Good golly, I miss free time. Free time for me never meant lazing about watching TV. But it meant lazing about getting stuff done. It meant having The Things I Have To Do stretched out over some plains of time where I could watch everything. Now I literally do not have enough hours in the day. Every day I make decisions on what gets cut, on what Does Not Get Done. This is a hard thing. I am more of a perfectionist than I ever realized.

As such, I also continue to tinker with Conspiracies, while also letting anxiety build that next quarter will be busier, and that will likely come to the forefront as well.

(image above by Alessandro Pagani)

Saturday, October 1, 2011

If you say hide, we'll hide.

Sometimes I wonder why I haven't gotten farther. That disease that every writer has. Then sometimes I feel shy about the things I have. The wondering of 'Should I have this when people I know who are just as good as I am don't have what I have?' In the past two days this has come up. To which one person replied 'I don't know anyone who works harder than you do.' And another replied 'All of getting anywhere is more about persistence than anything.' I do need to own up sometimes to how effing hard I work. I mean, when I work, of course. Today I hiked with the dog all morning and afternoon, talked to Sheri on the phone for two hours, then watched three episodes of Dexter. Now I am weighing the options of sleep and theory. Specifically many many many many pages of theory on small-print blurry pdf that I have to have read for Tuesday.
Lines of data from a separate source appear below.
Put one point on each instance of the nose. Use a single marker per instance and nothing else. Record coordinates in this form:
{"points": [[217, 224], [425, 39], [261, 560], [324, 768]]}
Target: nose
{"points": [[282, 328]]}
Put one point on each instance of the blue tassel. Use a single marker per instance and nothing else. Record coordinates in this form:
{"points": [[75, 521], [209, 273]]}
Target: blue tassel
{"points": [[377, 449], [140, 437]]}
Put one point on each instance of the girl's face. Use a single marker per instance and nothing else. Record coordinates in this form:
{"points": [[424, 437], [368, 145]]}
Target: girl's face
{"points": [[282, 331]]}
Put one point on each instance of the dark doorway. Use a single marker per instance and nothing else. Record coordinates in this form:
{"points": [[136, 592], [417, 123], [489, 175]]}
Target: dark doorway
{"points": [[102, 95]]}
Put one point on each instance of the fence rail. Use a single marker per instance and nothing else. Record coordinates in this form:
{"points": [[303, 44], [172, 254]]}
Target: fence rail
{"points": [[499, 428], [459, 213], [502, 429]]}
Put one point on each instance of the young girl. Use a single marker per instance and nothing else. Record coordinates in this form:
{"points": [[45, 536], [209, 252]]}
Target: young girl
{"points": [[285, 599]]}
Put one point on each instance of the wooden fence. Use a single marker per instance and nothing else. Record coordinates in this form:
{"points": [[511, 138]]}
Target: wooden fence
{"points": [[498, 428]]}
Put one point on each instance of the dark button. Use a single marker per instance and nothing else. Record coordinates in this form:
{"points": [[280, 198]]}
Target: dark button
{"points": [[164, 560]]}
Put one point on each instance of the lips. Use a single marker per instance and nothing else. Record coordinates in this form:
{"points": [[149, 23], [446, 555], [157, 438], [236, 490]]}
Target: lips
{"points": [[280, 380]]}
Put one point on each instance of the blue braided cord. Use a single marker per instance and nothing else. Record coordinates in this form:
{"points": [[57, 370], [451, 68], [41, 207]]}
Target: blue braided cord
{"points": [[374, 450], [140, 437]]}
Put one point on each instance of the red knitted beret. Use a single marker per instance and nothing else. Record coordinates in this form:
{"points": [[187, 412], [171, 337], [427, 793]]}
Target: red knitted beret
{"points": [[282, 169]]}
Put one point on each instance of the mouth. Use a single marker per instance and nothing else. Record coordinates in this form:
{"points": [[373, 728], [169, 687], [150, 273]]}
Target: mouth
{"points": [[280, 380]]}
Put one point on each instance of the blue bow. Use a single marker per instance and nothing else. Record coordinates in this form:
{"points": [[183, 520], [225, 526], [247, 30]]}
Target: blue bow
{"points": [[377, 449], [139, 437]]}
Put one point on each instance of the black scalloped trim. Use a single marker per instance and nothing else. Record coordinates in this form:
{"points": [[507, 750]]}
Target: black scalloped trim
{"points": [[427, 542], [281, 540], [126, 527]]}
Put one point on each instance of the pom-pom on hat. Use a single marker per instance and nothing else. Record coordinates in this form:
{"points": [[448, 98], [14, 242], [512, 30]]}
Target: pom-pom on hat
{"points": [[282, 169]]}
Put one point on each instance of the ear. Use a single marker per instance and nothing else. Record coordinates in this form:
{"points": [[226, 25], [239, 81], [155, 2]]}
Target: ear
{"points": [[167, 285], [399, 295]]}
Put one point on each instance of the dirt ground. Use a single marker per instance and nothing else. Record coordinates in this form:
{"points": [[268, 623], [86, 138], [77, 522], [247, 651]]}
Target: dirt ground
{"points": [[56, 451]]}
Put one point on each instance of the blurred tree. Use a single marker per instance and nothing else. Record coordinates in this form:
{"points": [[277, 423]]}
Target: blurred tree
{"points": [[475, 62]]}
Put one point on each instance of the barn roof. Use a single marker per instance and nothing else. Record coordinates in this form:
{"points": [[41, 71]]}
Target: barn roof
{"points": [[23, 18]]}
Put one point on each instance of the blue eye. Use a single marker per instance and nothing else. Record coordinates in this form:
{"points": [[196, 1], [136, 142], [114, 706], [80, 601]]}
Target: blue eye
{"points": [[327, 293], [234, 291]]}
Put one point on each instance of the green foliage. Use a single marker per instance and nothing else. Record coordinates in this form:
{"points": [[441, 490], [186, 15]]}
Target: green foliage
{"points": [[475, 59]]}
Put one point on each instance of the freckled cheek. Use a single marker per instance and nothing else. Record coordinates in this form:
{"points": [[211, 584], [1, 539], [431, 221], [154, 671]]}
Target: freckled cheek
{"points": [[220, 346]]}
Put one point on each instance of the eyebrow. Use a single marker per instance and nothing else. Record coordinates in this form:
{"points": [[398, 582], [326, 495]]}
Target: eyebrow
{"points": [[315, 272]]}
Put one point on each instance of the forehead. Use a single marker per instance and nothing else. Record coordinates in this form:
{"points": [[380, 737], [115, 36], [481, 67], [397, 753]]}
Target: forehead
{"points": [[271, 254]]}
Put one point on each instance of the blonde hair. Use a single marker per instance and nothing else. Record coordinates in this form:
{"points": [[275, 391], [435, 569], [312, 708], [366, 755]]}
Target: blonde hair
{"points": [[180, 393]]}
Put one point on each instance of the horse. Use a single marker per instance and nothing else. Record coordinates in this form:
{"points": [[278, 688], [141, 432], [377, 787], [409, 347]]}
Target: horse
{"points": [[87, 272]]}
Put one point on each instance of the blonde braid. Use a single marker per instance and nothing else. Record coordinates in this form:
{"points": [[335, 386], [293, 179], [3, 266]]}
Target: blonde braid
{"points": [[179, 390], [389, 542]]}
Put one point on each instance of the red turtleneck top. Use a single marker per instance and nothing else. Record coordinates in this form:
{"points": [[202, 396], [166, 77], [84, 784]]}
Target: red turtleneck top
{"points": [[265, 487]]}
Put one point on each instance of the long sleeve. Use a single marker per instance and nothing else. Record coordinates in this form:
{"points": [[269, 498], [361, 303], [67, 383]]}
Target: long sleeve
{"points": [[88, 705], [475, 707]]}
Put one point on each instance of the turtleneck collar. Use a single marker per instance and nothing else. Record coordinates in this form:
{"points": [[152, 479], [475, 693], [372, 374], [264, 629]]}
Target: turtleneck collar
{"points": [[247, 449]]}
Tonight I wish my vortex worked. Or that I could fold the 5. I will take theory to bed instead. I was going to do a post on recent things read. Or about sadness of leaving planted things. About my dog's negative type and how I hold her collar and rub her chest until the bad men pass. I was going to post on changes and things staying the same. What does and doesn't. About the reading the other night. And conspiracies, conspiracies, conspiracies. And how everyone I talked to had something else I needed to read. And now people don't understand that this is like handing a junkie a needle. You tell me I should read something, I read something. It is a problem. I could have worse problems. But you can see the anxiety in this, right?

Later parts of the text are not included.